What is Cannabis Extraction?

As the name implies, the process of extraction literally removes targeted organic compounds from the cannabis plant. All flowering plants have glandular trichomes, which produce oil in response to exterior conditions (lighting, pests, etc.) that contain the most commercially viable part of the plant; cannabinoids, terpenes, and flavonoids. Read more about trichomes here. 

Why is it Important?

Extracting organic compounds from cannabis flower helps manufacturers dose products more accurately, provide higher purity with stronger, longer-lasting effectiveness. Cannabinoids, flavonoids, and terpenes provide the most versatility when creating products, whether it's CBD, CBN, THC, etc. It's possible to isolate particular organic compounds during the extraction process, like just THC or CBD. Having the raw material to infuse into consumer-based products is easier than creating a product using cannabis flower. With thousands of products on the market, they appear hugely popular. 

Methods of Extraction

The five primary methods of extraction commonly used in cannabis are alcohol, butane, CO2, ethanol, and water. Each method has pros and cons; let's take a look at the options.

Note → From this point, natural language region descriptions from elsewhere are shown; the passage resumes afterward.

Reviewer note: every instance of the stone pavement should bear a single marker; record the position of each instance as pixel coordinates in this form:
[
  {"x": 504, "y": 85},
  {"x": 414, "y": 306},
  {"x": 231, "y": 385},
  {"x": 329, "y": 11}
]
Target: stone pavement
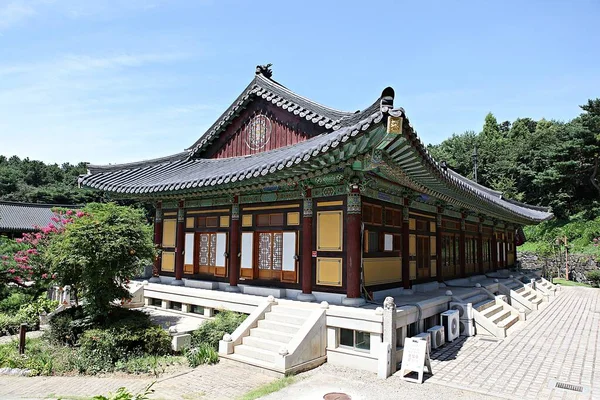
[
  {"x": 225, "y": 380},
  {"x": 559, "y": 343}
]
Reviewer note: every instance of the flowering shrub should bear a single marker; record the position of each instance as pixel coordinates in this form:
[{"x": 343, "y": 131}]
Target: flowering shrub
[{"x": 22, "y": 261}]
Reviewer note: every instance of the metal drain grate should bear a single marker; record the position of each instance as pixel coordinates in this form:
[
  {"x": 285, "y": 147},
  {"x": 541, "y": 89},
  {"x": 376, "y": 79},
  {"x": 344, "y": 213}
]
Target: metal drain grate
[
  {"x": 568, "y": 386},
  {"x": 337, "y": 396}
]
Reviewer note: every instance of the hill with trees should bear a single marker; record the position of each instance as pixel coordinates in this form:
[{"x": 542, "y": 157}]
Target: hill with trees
[{"x": 544, "y": 163}]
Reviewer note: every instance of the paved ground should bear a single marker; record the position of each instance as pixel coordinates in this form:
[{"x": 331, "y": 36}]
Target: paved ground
[
  {"x": 225, "y": 380},
  {"x": 560, "y": 343}
]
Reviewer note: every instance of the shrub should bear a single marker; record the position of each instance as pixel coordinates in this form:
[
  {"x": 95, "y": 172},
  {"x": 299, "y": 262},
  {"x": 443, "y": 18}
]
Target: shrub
[
  {"x": 14, "y": 302},
  {"x": 594, "y": 277},
  {"x": 68, "y": 325},
  {"x": 212, "y": 331},
  {"x": 124, "y": 394},
  {"x": 203, "y": 354},
  {"x": 40, "y": 357}
]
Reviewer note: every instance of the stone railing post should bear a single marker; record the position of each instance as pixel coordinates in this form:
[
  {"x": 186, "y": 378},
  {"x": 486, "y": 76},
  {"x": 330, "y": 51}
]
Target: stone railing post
[{"x": 389, "y": 331}]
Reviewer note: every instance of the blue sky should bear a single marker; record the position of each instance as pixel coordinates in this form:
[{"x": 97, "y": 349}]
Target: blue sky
[{"x": 118, "y": 81}]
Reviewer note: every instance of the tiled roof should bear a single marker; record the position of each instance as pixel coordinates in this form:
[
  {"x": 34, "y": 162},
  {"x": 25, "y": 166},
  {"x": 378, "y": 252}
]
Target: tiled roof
[
  {"x": 346, "y": 135},
  {"x": 25, "y": 217},
  {"x": 186, "y": 173},
  {"x": 282, "y": 97}
]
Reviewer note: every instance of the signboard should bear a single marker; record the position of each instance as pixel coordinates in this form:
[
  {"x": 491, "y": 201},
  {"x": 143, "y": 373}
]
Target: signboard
[{"x": 415, "y": 358}]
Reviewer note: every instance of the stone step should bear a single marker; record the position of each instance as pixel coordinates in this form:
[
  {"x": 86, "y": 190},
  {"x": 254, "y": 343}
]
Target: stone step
[
  {"x": 495, "y": 309},
  {"x": 262, "y": 343},
  {"x": 500, "y": 316},
  {"x": 278, "y": 326},
  {"x": 478, "y": 298},
  {"x": 255, "y": 353},
  {"x": 282, "y": 337},
  {"x": 285, "y": 318},
  {"x": 484, "y": 305},
  {"x": 508, "y": 322},
  {"x": 298, "y": 312}
]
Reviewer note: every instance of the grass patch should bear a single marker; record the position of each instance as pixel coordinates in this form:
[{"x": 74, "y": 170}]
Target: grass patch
[
  {"x": 269, "y": 388},
  {"x": 565, "y": 282}
]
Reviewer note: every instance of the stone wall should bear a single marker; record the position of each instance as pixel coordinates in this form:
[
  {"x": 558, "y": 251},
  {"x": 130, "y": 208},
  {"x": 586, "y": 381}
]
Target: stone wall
[{"x": 579, "y": 264}]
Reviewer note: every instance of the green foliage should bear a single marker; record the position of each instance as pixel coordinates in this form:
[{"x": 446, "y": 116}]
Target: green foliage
[
  {"x": 580, "y": 233},
  {"x": 212, "y": 331},
  {"x": 203, "y": 354},
  {"x": 13, "y": 302},
  {"x": 35, "y": 182},
  {"x": 28, "y": 313},
  {"x": 546, "y": 163},
  {"x": 593, "y": 277},
  {"x": 100, "y": 252},
  {"x": 40, "y": 357},
  {"x": 68, "y": 325},
  {"x": 124, "y": 394}
]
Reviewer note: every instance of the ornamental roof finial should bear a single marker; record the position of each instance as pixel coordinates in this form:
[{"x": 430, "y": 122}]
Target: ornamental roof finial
[{"x": 264, "y": 70}]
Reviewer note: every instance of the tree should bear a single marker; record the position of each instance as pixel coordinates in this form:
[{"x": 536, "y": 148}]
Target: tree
[{"x": 99, "y": 252}]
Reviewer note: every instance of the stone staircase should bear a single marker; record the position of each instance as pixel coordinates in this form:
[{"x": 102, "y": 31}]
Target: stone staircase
[
  {"x": 283, "y": 338},
  {"x": 492, "y": 315},
  {"x": 522, "y": 296}
]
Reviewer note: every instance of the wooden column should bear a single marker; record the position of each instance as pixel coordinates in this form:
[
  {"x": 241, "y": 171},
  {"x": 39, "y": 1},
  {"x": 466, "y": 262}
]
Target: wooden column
[
  {"x": 179, "y": 245},
  {"x": 234, "y": 247},
  {"x": 494, "y": 250},
  {"x": 353, "y": 248},
  {"x": 307, "y": 248},
  {"x": 405, "y": 246},
  {"x": 439, "y": 238},
  {"x": 462, "y": 260},
  {"x": 157, "y": 242},
  {"x": 480, "y": 245}
]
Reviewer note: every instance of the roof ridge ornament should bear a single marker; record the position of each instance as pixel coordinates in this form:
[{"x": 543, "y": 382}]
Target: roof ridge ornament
[{"x": 264, "y": 70}]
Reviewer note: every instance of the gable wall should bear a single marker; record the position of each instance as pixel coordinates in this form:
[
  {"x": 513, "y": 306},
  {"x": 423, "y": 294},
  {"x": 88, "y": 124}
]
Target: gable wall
[{"x": 286, "y": 129}]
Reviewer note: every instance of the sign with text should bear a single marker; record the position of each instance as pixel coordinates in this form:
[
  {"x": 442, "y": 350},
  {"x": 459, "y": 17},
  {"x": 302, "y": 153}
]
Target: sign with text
[{"x": 415, "y": 358}]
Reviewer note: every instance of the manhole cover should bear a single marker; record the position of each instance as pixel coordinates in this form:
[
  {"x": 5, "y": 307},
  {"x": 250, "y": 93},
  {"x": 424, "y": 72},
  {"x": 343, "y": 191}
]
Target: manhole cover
[
  {"x": 337, "y": 396},
  {"x": 569, "y": 386}
]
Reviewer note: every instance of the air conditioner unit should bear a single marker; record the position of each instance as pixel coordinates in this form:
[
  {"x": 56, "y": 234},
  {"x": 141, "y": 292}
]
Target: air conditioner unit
[
  {"x": 467, "y": 327},
  {"x": 437, "y": 336},
  {"x": 465, "y": 310},
  {"x": 450, "y": 321},
  {"x": 427, "y": 337}
]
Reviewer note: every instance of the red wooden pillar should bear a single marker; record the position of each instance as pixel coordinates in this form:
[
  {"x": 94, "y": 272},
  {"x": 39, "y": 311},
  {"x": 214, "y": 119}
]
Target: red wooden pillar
[
  {"x": 494, "y": 250},
  {"x": 405, "y": 246},
  {"x": 179, "y": 245},
  {"x": 480, "y": 245},
  {"x": 307, "y": 248},
  {"x": 439, "y": 238},
  {"x": 157, "y": 242},
  {"x": 234, "y": 247},
  {"x": 462, "y": 260},
  {"x": 354, "y": 248}
]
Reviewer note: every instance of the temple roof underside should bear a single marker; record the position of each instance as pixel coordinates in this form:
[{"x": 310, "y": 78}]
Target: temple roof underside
[{"x": 359, "y": 144}]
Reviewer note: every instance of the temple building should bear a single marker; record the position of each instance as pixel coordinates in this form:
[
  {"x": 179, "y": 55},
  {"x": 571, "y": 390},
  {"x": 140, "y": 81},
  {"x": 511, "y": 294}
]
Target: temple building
[{"x": 284, "y": 192}]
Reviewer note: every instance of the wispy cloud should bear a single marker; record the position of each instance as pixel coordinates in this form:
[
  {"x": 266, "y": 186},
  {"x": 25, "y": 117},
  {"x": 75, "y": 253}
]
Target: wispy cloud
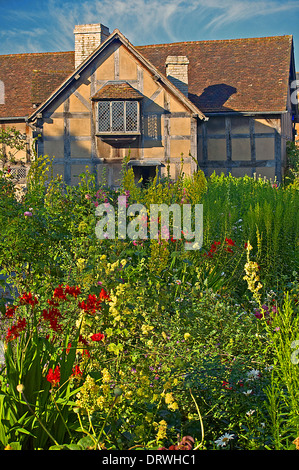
[{"x": 50, "y": 25}]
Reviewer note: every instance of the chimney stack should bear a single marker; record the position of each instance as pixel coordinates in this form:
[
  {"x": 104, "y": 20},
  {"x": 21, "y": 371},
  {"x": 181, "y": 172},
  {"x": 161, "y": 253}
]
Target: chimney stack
[
  {"x": 177, "y": 72},
  {"x": 87, "y": 38}
]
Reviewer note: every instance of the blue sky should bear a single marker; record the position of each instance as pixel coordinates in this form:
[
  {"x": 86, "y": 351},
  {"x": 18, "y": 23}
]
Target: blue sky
[{"x": 47, "y": 25}]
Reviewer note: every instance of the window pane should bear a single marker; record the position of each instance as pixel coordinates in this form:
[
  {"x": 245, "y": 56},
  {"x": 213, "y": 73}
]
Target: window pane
[
  {"x": 104, "y": 116},
  {"x": 131, "y": 116},
  {"x": 118, "y": 116}
]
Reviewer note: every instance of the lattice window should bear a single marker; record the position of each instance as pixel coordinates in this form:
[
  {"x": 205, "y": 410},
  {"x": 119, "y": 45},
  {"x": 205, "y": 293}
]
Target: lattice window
[
  {"x": 152, "y": 126},
  {"x": 118, "y": 117},
  {"x": 104, "y": 116},
  {"x": 131, "y": 116}
]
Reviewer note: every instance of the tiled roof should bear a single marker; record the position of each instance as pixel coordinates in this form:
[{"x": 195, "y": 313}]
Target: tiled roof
[
  {"x": 44, "y": 83},
  {"x": 232, "y": 75},
  {"x": 117, "y": 91},
  {"x": 20, "y": 74},
  {"x": 227, "y": 75}
]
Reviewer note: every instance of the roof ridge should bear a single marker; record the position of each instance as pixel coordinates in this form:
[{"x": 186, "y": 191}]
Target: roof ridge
[
  {"x": 36, "y": 53},
  {"x": 216, "y": 40}
]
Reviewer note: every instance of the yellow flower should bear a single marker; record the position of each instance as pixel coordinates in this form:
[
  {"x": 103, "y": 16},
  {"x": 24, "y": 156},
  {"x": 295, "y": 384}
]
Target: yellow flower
[
  {"x": 106, "y": 375},
  {"x": 170, "y": 402},
  {"x": 81, "y": 262},
  {"x": 162, "y": 430}
]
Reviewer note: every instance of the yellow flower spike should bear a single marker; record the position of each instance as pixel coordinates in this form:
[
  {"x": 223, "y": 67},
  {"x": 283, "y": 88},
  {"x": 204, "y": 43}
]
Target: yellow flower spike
[{"x": 162, "y": 430}]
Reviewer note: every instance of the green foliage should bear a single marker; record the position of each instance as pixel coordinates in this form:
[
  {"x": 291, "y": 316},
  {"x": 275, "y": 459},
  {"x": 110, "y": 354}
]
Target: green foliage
[{"x": 167, "y": 341}]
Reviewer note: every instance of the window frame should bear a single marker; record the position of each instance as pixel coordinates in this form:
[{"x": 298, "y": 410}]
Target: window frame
[{"x": 124, "y": 132}]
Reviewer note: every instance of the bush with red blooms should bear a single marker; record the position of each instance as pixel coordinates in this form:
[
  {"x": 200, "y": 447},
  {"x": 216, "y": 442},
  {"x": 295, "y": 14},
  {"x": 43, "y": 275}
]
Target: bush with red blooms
[{"x": 186, "y": 443}]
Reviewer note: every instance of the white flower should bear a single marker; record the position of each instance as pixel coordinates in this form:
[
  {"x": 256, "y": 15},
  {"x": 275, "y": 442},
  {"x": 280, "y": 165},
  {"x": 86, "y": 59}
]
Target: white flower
[
  {"x": 253, "y": 374},
  {"x": 223, "y": 440}
]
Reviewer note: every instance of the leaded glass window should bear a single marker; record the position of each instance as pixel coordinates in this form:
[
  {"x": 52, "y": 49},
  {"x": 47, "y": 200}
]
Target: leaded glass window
[{"x": 118, "y": 117}]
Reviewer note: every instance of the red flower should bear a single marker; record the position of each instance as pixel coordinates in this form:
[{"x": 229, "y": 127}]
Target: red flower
[
  {"x": 51, "y": 315},
  {"x": 77, "y": 372},
  {"x": 104, "y": 296},
  {"x": 74, "y": 291},
  {"x": 28, "y": 299},
  {"x": 83, "y": 340},
  {"x": 97, "y": 337},
  {"x": 14, "y": 331},
  {"x": 58, "y": 293},
  {"x": 54, "y": 376},
  {"x": 10, "y": 311}
]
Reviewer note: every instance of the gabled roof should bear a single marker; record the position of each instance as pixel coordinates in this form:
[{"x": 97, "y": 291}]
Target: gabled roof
[
  {"x": 30, "y": 78},
  {"x": 116, "y": 91},
  {"x": 244, "y": 75},
  {"x": 117, "y": 35}
]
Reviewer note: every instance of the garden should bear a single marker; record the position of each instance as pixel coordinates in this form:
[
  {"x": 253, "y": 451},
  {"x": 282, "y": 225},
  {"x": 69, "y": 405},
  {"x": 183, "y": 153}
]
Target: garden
[{"x": 140, "y": 344}]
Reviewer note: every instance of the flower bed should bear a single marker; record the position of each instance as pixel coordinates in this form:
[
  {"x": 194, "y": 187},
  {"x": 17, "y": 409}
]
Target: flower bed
[{"x": 126, "y": 344}]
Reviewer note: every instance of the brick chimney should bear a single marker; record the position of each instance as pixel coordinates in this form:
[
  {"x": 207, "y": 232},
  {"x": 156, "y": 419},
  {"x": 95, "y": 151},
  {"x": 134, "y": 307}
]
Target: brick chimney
[
  {"x": 87, "y": 38},
  {"x": 177, "y": 72}
]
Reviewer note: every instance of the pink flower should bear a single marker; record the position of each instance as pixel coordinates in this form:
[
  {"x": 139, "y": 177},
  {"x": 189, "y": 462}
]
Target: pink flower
[{"x": 97, "y": 337}]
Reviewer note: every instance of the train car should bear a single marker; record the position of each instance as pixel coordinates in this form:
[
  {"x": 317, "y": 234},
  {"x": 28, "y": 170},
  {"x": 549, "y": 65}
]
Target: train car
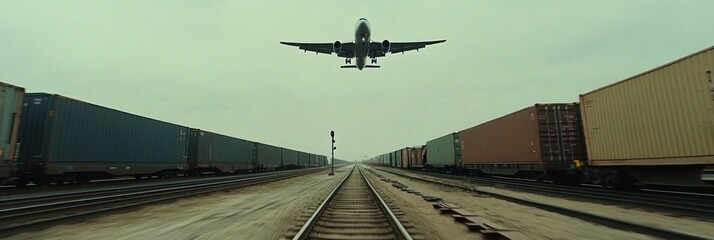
[
  {"x": 267, "y": 157},
  {"x": 323, "y": 160},
  {"x": 290, "y": 159},
  {"x": 11, "y": 99},
  {"x": 656, "y": 127},
  {"x": 540, "y": 141},
  {"x": 64, "y": 139},
  {"x": 312, "y": 160},
  {"x": 303, "y": 159},
  {"x": 212, "y": 152},
  {"x": 416, "y": 157},
  {"x": 444, "y": 152},
  {"x": 405, "y": 157}
]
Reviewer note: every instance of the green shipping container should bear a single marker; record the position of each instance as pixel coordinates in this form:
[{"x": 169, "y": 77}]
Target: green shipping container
[{"x": 444, "y": 151}]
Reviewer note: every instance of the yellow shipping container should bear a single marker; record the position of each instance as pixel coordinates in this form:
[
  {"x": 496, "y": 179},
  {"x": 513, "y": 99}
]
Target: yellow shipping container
[{"x": 664, "y": 116}]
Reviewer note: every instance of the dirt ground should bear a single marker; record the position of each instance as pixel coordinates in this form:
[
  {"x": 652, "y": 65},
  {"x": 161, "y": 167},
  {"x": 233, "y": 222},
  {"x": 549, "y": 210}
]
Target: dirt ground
[
  {"x": 704, "y": 227},
  {"x": 254, "y": 212},
  {"x": 530, "y": 221}
]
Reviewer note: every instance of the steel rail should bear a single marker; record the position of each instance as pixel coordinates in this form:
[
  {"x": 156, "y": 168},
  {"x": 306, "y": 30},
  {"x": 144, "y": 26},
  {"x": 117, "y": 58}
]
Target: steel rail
[
  {"x": 697, "y": 206},
  {"x": 33, "y": 198},
  {"x": 306, "y": 229}
]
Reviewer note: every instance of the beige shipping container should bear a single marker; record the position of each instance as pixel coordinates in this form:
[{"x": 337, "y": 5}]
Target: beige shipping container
[{"x": 664, "y": 116}]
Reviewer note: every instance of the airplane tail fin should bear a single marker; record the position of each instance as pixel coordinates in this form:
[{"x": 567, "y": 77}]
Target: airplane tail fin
[{"x": 355, "y": 66}]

Alcohol - The alcohol or isopropyl alcohol method requires dried flower to be soaked in the alcohol. It's then gently agitated to allow the alcohol to remove the glandular trichomes from the plant. There's some evidence that cooling during the extraction process may extend self-life.

Butane - While the apparent danger from using a flammable substance during the extraction process is a detractor, the BHO (butane honey oil) extractions process allows for higher THC levels. A closed-loop system makes BHO a safer alternative. 

CO2 - Better known as supercritical CO2 oil extraction, it's a non-toxic method that's also environmentally friendly. Popular because it leaves no traces of toxins behind in the process, this method is used in the beer, coffee, and tea industries. 

Ethanol - Gaining in popularity, ethanol is promoted based on its ability to quickly process massive amounts of cannabis. But sometimes, things are too good to be true. Ethanol is highly flammable, like butane. And there are concerns about the ability to purge toxins after processing. Still, it's considered safe by the FDA so take that into account when making your decisions. 

Water - A simple and relatively effective method, using water, consists of soaking the plant in frigid water to remove glandular trichomes. Passing through a series of screens, it's separated and results in concentrates with 50-70% THC levels. 

Final Thoughts

All methods have positive and negative attributes. Some are costly; others are inexpensive. Your individual needs must be taken into account before deciding which process is suitable for you.